Drug resistance remains a pending problem in the control of malaria. Of particular concern is the reduced responsiveness of the human malaria parasite Plasmodium falciparum to quinolone antimalarial drugs. Quinoline derivatives have been used in malaria chemotherapy for more than a century. They are still indispensable, serving as partner drugs to artemisinin derivatives, which as artemisinin combination therapy comprise the current mainstay of malaria chemotherapy. A gene frequently contributing to response variations to quinolines, but also to a large number of structurally unrelated bioactive compounds, is pfcrt encoding a drug/metabolite carrier system. The objective of this project is i) to identify the natural substrate(s) of PfCRT; ii) to study how PfCRT has evolved from a metabolite carrier to a drug transporting system; iii) to develop tools to predict how PfCRT will mutate in the future when exposed to new drug challenges; and iv) to explore whether PfCRT can acquire a multi-drug resistance capability. The project brings together two groups with complementary expertise: a parasitology laboratory with a track record in drug resistance and an electrophysiology laboratory with a track record in the functional characterization of ion and metabolite transport systems. Both groups have successfully worked together. The project involves selection of PfCRT variants that confer response variations to diverse drugs in P. falciparum, the functional expression of PfCRT variants in Xenopus laevis oocytes, the investigation of the substrate specificity of PfCRT-mediated currents, the role of PfCRT in iron transport, transport studies using radioactive tracers, and live cell imaging. In depth knowledge about the structure and function of PfCRT will be crucial to efforts to maintain the clinical efficacy of quinoline antimalarial drugs and to develop effective strategies aimed at inhibiting the transport functions of PfCRT.

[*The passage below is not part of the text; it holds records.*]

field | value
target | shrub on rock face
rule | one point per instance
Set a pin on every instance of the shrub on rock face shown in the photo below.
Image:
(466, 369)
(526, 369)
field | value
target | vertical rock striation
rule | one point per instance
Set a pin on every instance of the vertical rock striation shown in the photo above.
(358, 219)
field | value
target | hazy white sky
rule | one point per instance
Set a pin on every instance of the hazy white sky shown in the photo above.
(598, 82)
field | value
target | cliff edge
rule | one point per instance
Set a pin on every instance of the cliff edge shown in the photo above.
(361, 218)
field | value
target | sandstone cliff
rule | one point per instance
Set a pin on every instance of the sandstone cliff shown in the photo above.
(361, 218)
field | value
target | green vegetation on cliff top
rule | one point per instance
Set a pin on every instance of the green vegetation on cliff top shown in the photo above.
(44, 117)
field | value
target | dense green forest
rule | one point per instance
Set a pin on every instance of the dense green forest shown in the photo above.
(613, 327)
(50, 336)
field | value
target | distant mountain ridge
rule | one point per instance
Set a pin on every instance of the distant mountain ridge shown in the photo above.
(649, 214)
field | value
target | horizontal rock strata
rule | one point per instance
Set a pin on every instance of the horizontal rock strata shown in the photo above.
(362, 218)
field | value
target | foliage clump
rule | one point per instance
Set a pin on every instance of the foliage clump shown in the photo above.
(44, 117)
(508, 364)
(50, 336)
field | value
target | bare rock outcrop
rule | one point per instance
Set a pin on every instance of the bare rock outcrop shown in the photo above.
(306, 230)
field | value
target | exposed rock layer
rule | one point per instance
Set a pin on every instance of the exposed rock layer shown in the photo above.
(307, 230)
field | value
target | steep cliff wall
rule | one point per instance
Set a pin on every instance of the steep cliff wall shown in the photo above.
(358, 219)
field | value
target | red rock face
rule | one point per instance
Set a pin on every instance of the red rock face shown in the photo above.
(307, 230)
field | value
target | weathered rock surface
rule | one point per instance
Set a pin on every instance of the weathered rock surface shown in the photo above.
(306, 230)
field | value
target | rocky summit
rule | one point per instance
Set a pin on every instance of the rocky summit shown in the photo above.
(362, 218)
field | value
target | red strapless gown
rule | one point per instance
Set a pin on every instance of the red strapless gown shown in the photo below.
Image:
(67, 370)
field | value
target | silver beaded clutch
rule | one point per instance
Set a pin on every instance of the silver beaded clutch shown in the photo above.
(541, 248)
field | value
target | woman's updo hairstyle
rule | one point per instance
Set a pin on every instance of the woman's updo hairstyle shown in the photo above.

抗药性仍然是控制疟疾的一个悬而未决的问题。特别令人关切的是，人类疟疾寄生虫恶性疟原虫对喹诺酮类抗疟药物的反应性降低。喹啉衍生物已用于疟疾化疗超过世纪。它们仍然是不可或缺的，是青蒿素衍生物的伙伴药物，而青蒿素衍生物作为青蒿素综合疗法是目前疟疾化疗的主要手段。一个基因，经常有助于响应变化的喹啉，但也有大量的结构无关的生物活性化合物，是pfcrt编码的药物/代谢物载体系统。本项目的目的是：i）鉴定PfCRT的天然底物; ii）研究PfCRT如何从代谢物载体演变为药物转运系统; iii）开发预测PfCRT在未来暴露于新药挑战时如何突变的工具;以及iv）探索PfCRT是否可以获得多药耐药能力。该项目汇集了两个具有互补专长的小组：一个是具有抗药性跟踪记录的寄生虫学实验室，另一个是具有离子和代谢物运输系统功能特性跟踪记录的电生理学实验室。这两个团体成功地合作了。该项目包括选择PfCRT变体，赋予恶性疟原虫中不同药物的反应变化，PfCRT变体在非洲爪蟾卵母细胞中的功能表达，PfCRT介导电流的底物特异性的研究，PfCRT在铁转运中的作用，使用放射性示踪剂的转运研究和活细胞成像。深入了解PfCRT的结构和功能，将是至关重要的努力，以保持喹啉抗疟药物的临床疗效，并制定有效的策略，旨在抑制PfCRT的运输功能。